Phl says it has complied with WTO rule

MANILA, Philippines - The Philippines has complied with a World Trade Organization (WTO) ruling to enact reforms on liquor taxes.

In a statement, the permanent mission of the Philippines to the WTO said that it informed the WTO that the country has fully complied to recommendations and rulings in relation to a case filed by the US and European Union on the country’s liquor taxes through the passage of the sin tax reform law.

The measure which was approved by President Aquino in December last year imposes an ad valorem tax rate of 15 percent of the net retail price per proof and a specific tax of P20 per proof liter for all distilled spirits.

It likewise raised the taxes on alcohol products and cigarettes.

The Philippines’ permanent mission said the law adopts a uniform tax system which applies equally to all distilled spirits and eliminates the tax system found to be discriminatory by the WTO.

“The Philippines noted that the adoption of this new tax system completes the Philippines’ implementation of the findings and recommendations of the Panel and the Appellate Body in this dispute,” the permanent mission said.

Ambassador Esteban Conejos, Jr., the Philippines’ permanent representative to the WTO said President Aquino has time and again stated that the Philippines is open for business, and that the country plays by the rules noting that international trade and investments have been significant catalysts in the country’s economic growth and development achieved in the first two years of the administration.
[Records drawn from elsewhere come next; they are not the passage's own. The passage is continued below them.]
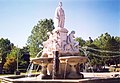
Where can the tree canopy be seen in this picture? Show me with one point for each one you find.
(38, 35)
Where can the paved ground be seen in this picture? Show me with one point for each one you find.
(104, 75)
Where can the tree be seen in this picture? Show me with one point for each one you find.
(38, 35)
(11, 60)
(5, 48)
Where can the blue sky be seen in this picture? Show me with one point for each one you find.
(88, 18)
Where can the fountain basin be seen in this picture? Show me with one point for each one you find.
(93, 78)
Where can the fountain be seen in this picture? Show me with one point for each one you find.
(60, 59)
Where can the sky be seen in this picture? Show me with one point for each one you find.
(88, 18)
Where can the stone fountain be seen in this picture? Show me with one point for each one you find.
(61, 57)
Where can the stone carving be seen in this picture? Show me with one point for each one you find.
(59, 18)
(59, 40)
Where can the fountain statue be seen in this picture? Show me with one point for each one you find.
(60, 57)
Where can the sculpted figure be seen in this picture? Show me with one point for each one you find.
(59, 18)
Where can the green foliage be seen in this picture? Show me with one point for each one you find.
(38, 35)
(11, 59)
(108, 43)
(81, 41)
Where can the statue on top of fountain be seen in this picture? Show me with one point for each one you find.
(59, 40)
(59, 18)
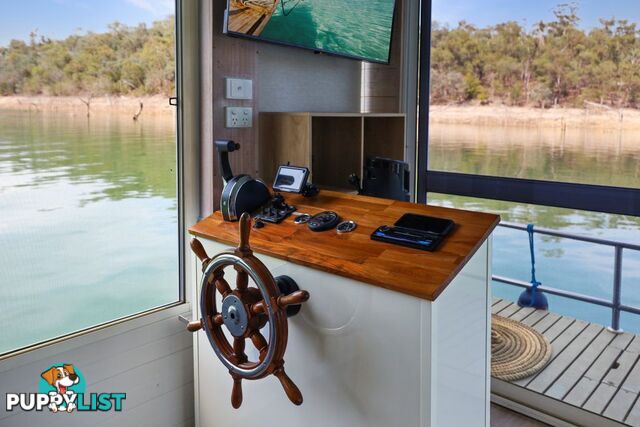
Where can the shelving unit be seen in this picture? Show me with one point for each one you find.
(332, 146)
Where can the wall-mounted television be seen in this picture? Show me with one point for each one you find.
(359, 29)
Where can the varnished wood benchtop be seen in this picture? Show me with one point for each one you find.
(410, 271)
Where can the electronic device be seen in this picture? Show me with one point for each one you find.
(302, 219)
(426, 224)
(346, 227)
(385, 178)
(323, 221)
(362, 31)
(415, 231)
(275, 211)
(291, 179)
(241, 193)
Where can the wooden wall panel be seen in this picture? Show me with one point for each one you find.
(222, 57)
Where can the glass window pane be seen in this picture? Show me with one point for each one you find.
(88, 207)
(540, 92)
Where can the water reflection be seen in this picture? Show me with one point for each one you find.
(89, 219)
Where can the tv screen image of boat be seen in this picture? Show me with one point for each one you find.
(359, 29)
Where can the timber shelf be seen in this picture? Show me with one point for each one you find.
(331, 145)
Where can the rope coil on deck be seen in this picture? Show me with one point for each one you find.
(517, 351)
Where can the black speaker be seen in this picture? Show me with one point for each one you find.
(386, 178)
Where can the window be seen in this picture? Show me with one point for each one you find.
(89, 229)
(533, 112)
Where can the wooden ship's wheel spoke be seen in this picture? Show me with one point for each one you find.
(238, 350)
(223, 287)
(260, 343)
(258, 308)
(242, 280)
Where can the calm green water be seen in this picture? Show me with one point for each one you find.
(88, 221)
(586, 156)
(359, 28)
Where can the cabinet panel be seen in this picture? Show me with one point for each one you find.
(336, 150)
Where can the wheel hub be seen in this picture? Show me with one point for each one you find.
(234, 315)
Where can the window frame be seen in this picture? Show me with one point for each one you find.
(597, 198)
(187, 86)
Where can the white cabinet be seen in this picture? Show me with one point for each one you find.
(365, 356)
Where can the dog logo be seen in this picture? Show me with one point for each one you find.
(62, 378)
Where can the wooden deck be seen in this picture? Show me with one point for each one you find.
(592, 379)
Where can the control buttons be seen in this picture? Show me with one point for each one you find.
(346, 227)
(302, 219)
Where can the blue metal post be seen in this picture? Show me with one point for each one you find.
(617, 286)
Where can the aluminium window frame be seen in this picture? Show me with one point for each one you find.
(596, 198)
(187, 41)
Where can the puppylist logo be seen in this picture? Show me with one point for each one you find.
(61, 389)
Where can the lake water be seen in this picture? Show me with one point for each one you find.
(576, 155)
(88, 221)
(335, 25)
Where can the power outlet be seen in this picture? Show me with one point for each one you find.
(239, 89)
(239, 117)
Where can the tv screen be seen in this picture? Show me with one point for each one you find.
(359, 29)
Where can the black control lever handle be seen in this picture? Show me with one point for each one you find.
(224, 147)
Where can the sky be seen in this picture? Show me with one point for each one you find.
(489, 12)
(58, 19)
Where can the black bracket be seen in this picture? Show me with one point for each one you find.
(288, 286)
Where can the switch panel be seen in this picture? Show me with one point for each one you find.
(239, 89)
(239, 117)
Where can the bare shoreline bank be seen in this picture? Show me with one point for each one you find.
(595, 117)
(151, 105)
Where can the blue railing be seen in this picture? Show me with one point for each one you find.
(614, 303)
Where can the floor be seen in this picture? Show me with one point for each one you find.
(592, 371)
(503, 417)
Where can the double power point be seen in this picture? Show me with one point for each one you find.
(238, 117)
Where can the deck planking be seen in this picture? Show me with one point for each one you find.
(590, 368)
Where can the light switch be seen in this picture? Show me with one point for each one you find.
(239, 89)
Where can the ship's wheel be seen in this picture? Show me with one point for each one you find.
(244, 312)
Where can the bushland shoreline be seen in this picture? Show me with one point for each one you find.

“Our compliance with this WTO ruling is a living testament of our desire to balance legitimate domestic objectives and the concerns of our foreign investors. It is also a concrete manifestation that President Aquino’s good governance thrust applies not only within our borders, but also in our adherence to our international commitments,” he added.

The Philippines was given a March 2013 deadline to enact reforms on liquor taxes in relation to a case brought by the US and EU against the country to the WTO.